Acusado de nas suas telas todas as mulheres terem o rosto de Gala, foi mais longe ao colocá-la no lugar de Cristo em O Sacramento da Última Ceia (1955). E no da mãe de Jesus na pintura A Madona de Port Lliglat.
Há quem veja nesta deriva pictórica o regresso a uma pintura de academia, raiando o virtuosismo, restaurando valores pictóricos do passado. Há quem vislumbre um derrube de todas as fronteiras e uma nova estrutura de pensar, não alheios ao surrealismo, atentos os seus efeitos transgressores em que o artista se libertou de convenções tidas como racionalmente usuais para se expressar. O real, se presente, é reforçado pela imaterialidade. A imaginação é sobrevalorizada, em desfavor da razão.

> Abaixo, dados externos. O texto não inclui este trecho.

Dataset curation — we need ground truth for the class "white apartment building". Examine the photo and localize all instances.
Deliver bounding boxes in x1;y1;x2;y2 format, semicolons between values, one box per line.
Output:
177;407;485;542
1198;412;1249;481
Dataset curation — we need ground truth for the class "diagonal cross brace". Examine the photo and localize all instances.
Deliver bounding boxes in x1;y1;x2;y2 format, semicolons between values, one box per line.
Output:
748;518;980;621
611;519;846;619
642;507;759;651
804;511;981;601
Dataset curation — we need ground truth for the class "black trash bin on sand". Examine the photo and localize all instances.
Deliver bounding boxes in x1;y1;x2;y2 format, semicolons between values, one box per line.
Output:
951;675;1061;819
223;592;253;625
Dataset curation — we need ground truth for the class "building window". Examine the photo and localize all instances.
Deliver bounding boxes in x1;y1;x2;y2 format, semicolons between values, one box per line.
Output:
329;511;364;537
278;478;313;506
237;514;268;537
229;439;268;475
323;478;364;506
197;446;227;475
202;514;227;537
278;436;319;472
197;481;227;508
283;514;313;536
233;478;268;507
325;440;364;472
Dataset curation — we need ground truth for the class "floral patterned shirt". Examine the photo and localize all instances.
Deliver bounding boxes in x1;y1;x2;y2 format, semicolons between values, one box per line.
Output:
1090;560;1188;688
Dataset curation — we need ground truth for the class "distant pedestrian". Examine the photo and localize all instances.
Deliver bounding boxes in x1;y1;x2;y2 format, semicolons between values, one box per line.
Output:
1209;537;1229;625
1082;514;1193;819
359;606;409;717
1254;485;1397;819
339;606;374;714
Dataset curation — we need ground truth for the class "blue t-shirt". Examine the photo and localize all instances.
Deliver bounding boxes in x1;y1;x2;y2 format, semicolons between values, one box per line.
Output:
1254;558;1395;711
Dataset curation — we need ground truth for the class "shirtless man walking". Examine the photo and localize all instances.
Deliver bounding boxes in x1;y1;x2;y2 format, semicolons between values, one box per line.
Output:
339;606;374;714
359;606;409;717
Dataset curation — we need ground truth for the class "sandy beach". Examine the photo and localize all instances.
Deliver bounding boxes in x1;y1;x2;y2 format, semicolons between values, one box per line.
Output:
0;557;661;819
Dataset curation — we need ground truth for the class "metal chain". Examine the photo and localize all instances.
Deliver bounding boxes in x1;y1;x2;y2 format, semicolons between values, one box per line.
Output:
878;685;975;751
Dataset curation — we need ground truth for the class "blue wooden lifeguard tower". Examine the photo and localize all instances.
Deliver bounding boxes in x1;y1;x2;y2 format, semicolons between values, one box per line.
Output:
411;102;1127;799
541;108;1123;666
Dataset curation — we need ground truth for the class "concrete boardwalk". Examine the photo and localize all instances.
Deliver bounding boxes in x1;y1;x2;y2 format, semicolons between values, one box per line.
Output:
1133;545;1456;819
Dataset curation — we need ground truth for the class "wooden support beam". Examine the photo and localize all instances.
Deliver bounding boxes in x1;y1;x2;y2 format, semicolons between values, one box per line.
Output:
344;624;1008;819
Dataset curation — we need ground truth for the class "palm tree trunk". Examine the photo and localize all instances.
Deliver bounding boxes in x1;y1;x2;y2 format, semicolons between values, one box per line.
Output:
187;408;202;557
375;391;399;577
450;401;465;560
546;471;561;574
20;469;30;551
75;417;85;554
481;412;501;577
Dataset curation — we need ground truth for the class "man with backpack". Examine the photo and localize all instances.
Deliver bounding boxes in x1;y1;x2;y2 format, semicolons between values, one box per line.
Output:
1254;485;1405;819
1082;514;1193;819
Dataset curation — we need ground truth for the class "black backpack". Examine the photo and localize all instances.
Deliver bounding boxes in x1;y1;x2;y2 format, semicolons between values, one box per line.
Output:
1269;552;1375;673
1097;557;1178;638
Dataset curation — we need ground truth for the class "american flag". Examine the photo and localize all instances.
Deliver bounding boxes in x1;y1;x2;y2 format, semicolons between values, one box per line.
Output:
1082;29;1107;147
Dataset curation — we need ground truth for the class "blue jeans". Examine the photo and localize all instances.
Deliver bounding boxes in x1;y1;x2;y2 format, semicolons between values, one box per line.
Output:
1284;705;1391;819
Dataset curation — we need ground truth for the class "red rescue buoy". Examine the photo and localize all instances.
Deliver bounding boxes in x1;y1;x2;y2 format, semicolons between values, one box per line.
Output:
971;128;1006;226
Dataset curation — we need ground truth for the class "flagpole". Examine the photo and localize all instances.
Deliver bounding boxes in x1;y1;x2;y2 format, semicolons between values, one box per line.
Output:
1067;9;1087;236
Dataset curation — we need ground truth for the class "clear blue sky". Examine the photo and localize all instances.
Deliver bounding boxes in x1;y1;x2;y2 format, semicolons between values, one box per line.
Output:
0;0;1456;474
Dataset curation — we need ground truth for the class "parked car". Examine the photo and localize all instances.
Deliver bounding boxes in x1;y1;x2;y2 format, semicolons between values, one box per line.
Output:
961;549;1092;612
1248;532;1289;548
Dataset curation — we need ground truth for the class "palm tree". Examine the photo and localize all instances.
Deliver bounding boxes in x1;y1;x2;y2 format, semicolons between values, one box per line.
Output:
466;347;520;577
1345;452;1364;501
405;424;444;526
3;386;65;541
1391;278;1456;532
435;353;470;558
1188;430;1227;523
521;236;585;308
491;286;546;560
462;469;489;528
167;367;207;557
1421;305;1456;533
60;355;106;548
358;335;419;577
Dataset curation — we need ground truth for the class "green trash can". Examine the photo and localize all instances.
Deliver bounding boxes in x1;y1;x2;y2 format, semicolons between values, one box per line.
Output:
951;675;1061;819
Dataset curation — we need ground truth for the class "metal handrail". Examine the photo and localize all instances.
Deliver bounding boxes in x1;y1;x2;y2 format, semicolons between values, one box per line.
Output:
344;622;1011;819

Há uma notória transgressão do universalmente aceite ao substituir-se Jesus por uma mulher no Sacramento da Última Ceia. Surreal, dir-se-á. Embora criativo e original. Há uma transgressão da versão convencionalmente aceite da imagética da crucificação, ao representar-se, à revelia do cânone tradicional, um Cristo não agonizante e não sofredor, nem martirizado, supliciado ou torturado. Um Cristo não convencional, em rebeldia com o senso comum, algo de surreal. Sem esquecer, nalgumas telas, o seu misticismo nuclear, numa mistura de real, irreal e detalhes surrealistas nas versões da Madona de Port Lligat.
Mesmo quando não se gosta, Dalí nunca nos deixa indiferentes, havendo que saber separar a arte em si do artista.